Il dégageait cette aura mystique, attrayante et ça n'en était que plus douloureux. Ses yeux me semblèrent être un rêve et m'y plonger me faisait me sentir forte, spéciale. Croiser le regard d'un être divin comme lui, même le garçon manqué que j'étais ne pouvait y résister. Je m'étais laissée avoir et ça avait été tellement plaisant.

Pourtant, si on cherchait bien dans son regard, quelque peu amoindri par la beauté de ses iris, une lueur lancinante, synonyme d'un passé déchirant, se mouvait fantomatiquement, comme hantée par les secrets de l'univers.

Je ne connaîtrais jamais toutes les épreuves qu'il a traversées pour devenir celui qu'il est aujourd'hui et je sais pertinemment qu'il en traversa d'autres, mais je ne serais pas un obstacle en travers de son chemin.

Je ne le laisserais pas tout gâcher pour une erreur, aussi tentante soit-elle.

Mes sentiments pour lui sont réels mais ses sentiments pour moi ne le sont pas.

Ils sont issus d'une attirance exacerbée par le Tamashī no yūgō.

C'est une illusion, un mensonge dans lequel il est enfermé.

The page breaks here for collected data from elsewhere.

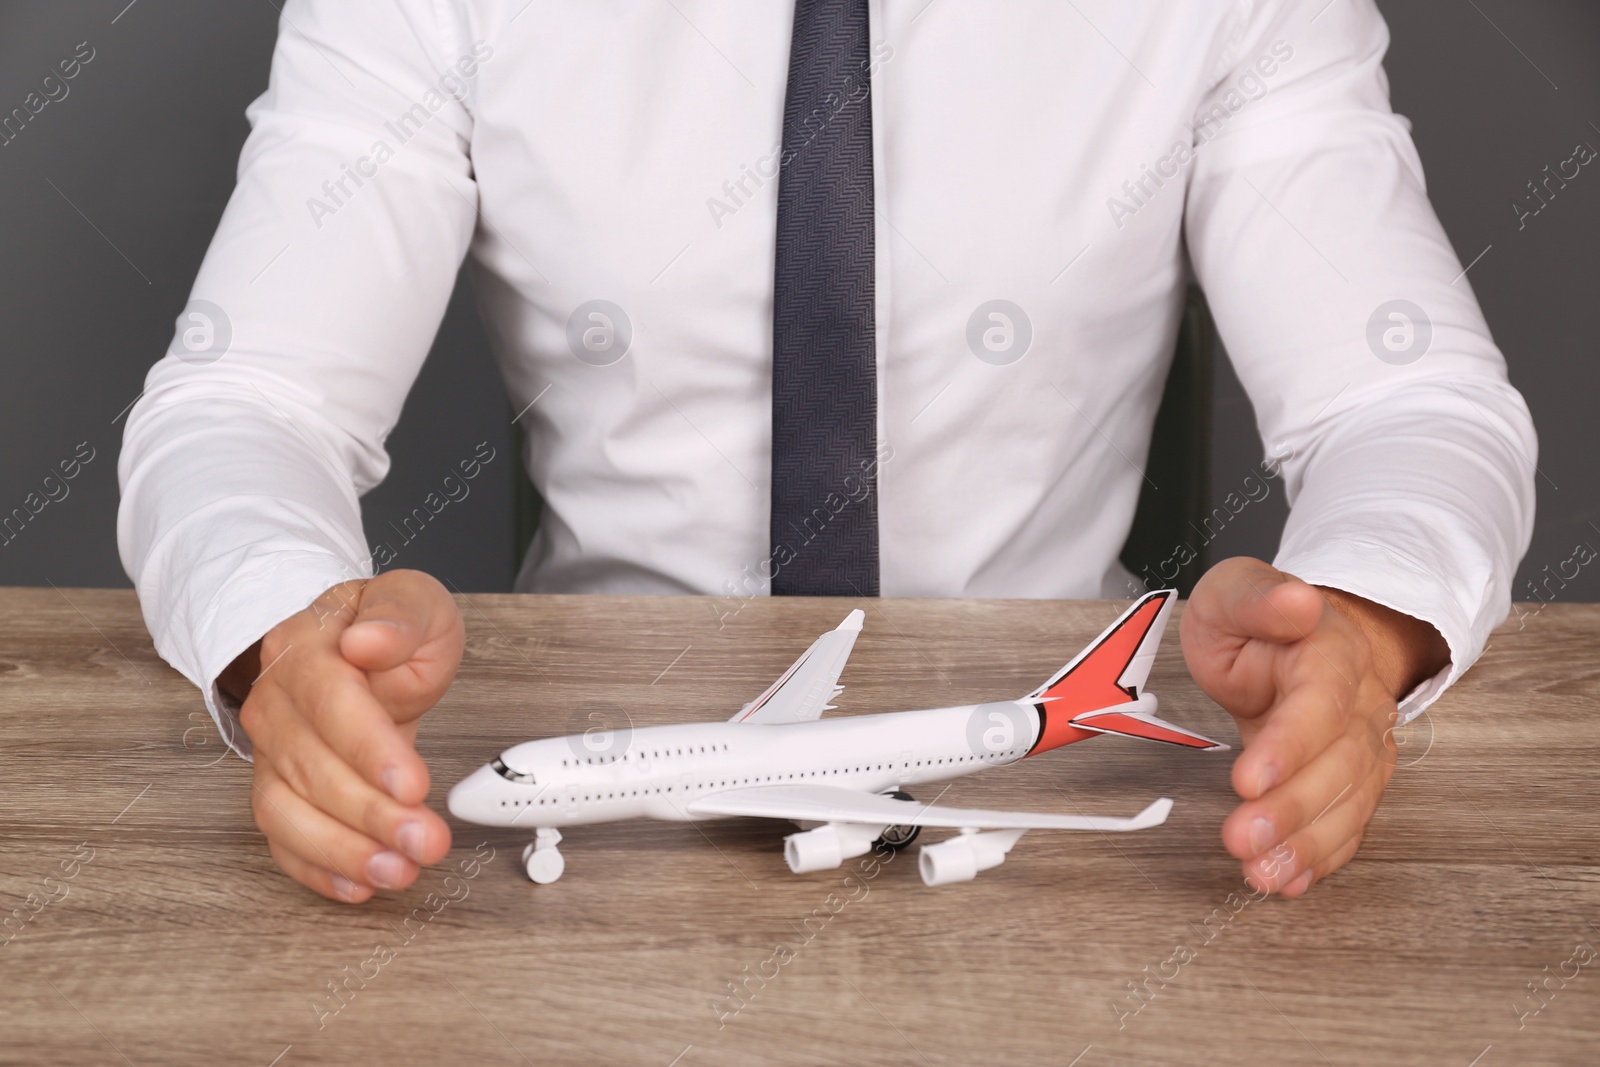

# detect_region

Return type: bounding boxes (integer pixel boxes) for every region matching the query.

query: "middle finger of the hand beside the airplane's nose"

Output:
[267,710,450,864]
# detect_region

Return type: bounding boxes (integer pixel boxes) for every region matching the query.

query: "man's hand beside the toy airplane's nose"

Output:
[218,571,466,904]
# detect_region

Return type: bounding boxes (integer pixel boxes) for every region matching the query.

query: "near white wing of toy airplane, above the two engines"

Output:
[688,785,1173,832]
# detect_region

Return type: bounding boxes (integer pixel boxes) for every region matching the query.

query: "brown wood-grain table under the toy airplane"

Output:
[0,589,1600,1067]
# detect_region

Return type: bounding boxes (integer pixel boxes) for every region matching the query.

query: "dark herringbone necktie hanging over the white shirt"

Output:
[771,0,878,597]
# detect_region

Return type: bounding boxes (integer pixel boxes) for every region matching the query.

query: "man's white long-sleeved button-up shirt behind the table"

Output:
[118,0,1536,750]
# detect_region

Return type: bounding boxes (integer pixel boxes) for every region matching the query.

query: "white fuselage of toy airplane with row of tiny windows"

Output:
[451,699,1062,829]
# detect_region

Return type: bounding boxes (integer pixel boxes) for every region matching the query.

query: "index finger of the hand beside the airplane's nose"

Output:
[264,649,429,805]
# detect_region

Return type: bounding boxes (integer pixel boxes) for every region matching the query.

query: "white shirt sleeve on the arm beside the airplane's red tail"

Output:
[1186,0,1538,721]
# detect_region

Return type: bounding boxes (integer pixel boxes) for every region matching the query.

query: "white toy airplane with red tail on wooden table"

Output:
[450,589,1227,886]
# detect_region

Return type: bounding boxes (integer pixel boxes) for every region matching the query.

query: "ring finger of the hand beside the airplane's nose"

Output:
[251,768,418,889]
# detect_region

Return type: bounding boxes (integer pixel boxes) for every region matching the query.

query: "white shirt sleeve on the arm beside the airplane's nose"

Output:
[117,0,491,757]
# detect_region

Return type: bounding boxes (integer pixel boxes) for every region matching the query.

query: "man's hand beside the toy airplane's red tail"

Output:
[1181,557,1450,897]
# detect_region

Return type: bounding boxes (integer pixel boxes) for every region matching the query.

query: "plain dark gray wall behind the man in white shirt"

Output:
[0,0,1600,600]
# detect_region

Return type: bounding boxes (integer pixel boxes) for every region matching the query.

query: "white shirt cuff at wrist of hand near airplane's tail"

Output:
[1272,541,1493,726]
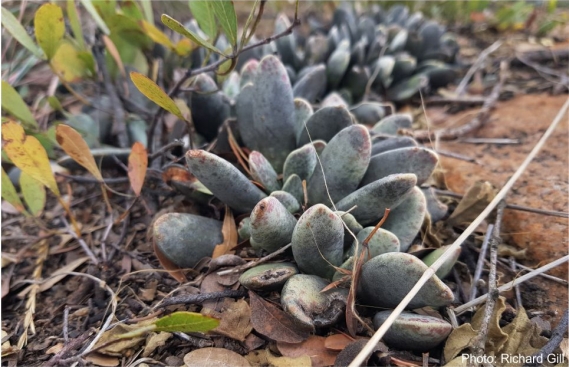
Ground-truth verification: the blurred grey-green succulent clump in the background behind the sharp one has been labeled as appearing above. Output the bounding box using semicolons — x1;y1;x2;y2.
262;3;458;103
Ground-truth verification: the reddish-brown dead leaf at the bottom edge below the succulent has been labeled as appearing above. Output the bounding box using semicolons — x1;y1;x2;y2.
277;335;338;367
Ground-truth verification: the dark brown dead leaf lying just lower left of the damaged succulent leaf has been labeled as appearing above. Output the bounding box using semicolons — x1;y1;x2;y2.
249;291;310;344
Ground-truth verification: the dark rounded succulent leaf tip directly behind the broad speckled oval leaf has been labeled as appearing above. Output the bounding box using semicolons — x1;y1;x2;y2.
297;106;354;146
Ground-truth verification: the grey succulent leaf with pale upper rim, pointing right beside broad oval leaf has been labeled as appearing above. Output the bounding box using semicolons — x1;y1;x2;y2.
361;147;439;185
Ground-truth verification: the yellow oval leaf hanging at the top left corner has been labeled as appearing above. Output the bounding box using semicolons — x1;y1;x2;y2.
34;3;65;60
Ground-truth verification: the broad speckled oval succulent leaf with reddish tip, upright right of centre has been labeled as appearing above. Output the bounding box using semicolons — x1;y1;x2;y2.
308;125;371;205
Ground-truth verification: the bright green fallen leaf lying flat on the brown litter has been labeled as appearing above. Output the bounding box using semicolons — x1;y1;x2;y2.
154;311;219;333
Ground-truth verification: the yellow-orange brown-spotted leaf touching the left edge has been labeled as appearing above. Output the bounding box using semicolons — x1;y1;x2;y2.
2;121;61;197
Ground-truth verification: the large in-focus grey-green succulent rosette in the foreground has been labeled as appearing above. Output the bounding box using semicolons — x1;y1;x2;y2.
154;56;453;350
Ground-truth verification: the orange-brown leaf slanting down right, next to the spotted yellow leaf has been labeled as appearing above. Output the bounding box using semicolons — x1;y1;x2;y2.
55;124;103;182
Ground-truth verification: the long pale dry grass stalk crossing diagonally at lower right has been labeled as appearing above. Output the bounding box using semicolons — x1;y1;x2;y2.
349;90;569;367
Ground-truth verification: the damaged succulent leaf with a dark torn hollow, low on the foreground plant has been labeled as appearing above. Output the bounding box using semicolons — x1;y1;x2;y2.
281;274;348;327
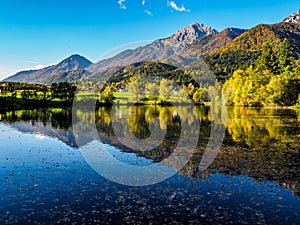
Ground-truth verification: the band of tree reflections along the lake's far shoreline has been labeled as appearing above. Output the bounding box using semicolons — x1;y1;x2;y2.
0;106;300;148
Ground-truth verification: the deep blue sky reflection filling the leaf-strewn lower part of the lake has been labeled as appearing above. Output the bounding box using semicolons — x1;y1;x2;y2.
0;123;300;224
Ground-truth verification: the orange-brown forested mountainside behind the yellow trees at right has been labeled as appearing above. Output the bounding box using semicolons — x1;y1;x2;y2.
205;22;300;80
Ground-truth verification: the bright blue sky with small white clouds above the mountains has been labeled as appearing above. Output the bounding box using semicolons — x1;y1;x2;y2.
0;0;300;79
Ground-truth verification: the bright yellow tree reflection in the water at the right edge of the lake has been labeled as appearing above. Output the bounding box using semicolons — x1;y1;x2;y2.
226;107;299;147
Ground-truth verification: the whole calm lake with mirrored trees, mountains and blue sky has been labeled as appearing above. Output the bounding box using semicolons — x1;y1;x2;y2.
0;106;300;224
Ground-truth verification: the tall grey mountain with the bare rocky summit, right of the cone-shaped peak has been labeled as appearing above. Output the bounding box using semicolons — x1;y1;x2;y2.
41;23;246;83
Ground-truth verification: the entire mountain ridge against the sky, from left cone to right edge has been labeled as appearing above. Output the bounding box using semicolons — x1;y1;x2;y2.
4;10;300;84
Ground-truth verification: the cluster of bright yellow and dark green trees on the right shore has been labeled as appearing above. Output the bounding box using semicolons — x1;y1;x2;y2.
222;39;300;107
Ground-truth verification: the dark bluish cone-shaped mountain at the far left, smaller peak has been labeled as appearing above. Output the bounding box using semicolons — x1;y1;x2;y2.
4;55;93;83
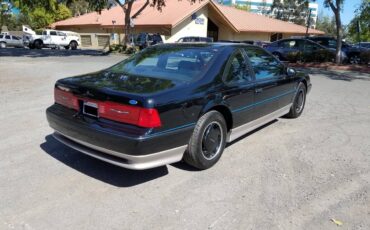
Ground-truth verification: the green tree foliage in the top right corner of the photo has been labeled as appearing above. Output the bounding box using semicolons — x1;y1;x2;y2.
348;0;370;42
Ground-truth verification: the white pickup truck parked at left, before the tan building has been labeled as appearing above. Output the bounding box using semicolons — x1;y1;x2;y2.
23;26;80;50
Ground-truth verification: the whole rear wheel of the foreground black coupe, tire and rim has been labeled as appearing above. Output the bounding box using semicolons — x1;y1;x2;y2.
183;111;227;170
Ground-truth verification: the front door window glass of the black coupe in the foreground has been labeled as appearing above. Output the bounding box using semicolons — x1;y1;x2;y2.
244;46;284;81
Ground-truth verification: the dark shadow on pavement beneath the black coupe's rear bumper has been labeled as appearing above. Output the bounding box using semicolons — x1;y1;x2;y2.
40;135;168;187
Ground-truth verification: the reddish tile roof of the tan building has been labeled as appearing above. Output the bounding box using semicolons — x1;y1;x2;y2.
52;0;324;34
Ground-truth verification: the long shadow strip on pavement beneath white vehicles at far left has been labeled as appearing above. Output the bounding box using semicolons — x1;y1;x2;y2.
0;48;106;58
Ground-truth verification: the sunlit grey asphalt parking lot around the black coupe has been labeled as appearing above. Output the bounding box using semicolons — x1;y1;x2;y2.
0;50;370;230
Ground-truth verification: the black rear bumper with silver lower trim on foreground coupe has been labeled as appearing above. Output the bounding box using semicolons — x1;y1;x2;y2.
46;105;192;169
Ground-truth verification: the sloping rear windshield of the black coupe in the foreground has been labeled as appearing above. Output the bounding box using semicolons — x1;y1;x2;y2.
109;46;219;81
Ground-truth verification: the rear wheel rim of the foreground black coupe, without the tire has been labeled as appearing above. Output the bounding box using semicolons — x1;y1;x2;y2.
201;121;224;160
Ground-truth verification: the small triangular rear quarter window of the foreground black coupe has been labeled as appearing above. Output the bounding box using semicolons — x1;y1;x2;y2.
225;50;252;84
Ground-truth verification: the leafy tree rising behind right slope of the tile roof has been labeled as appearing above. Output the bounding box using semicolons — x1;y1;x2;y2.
270;0;309;25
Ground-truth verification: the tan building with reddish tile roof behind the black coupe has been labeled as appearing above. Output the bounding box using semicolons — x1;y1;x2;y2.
52;0;323;48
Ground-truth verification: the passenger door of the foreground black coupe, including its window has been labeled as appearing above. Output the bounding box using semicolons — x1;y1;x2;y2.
244;46;295;119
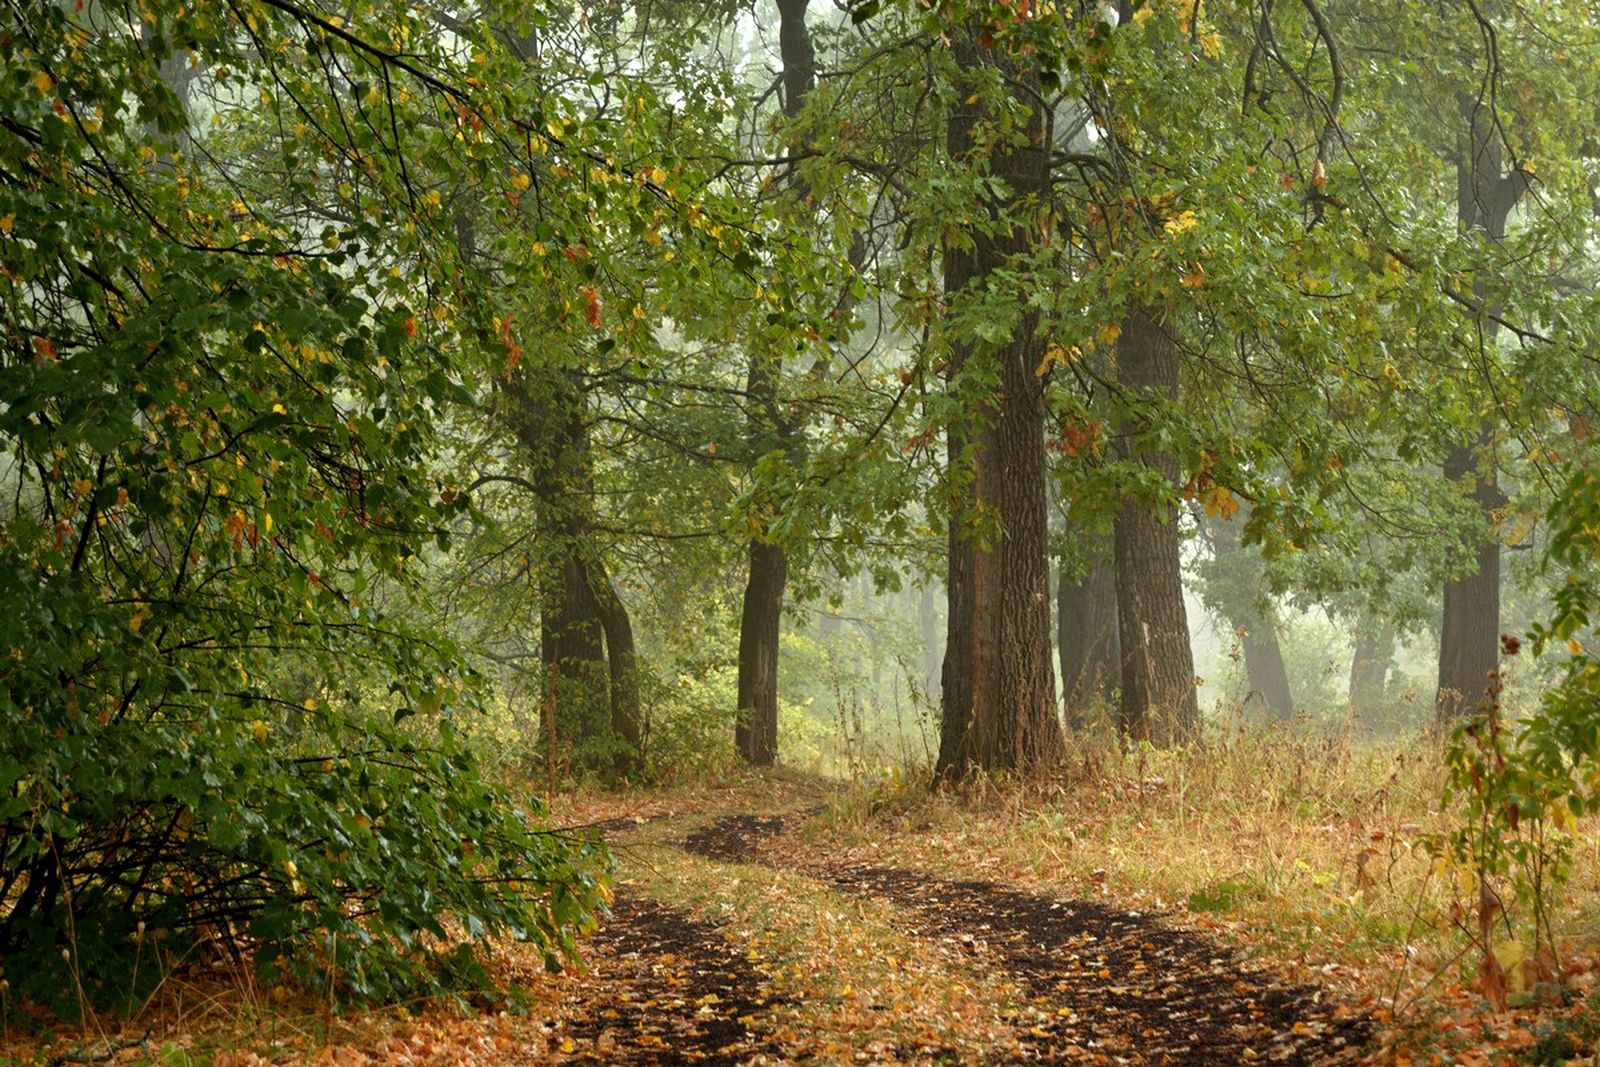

Je le vis froncer les sourcils, comme s'il savait où mes réflexions m'avaient menée mais je ne lui laissais pas le temps de dire quoi que ce soit. Je fis quelques pas face à lui avant de venir agripper son haori d'une main ferme, comme pour me donner du courage, et de prononcer d'une voix dure :

- Tu es le capitaine de la dixième division. Pense à la Soul Society, à tout ce que tu pourrais perdre. Reprends-toi. Si je ne me connaissais pas aussi bien, j'aurais dit que ma voix était en colère.

Et c'est ce qu'il fit. Son visage se ferma soudainement, remplaçant son air neutre par un air grave. Je l'imaginais prendre conscience du pouvoir du Tamashī no yūgō sur lui et quelque chose se brisa en moi.

L'espoir qu'il m'aime réellement un jour autrement que par un artifice.

Comme si piétiner davantage mon coeur meurtri était la meilleure des solutions, je continuais :

- On va continuer à faire comme si nous n'étions au courant de rien. S'ils se doutent de quelque chose, on les mènera sur de fausses pistes. Et s'ils découvrent, on niera être au courant de quoi que ce soit.

Oui, c'était la seule chose à faire.

- Et lorsqu'ils se lasseront de cette histoire, je retournerais à Karakura et on vivra chacun de notre côté, comme avant.

Je ne prononçais pas ces derniers mots mais mon esprit se les répéta en boucle comme une mauvaise comptine alors que de son côté, Tôshirô ne décrochait pas un mot.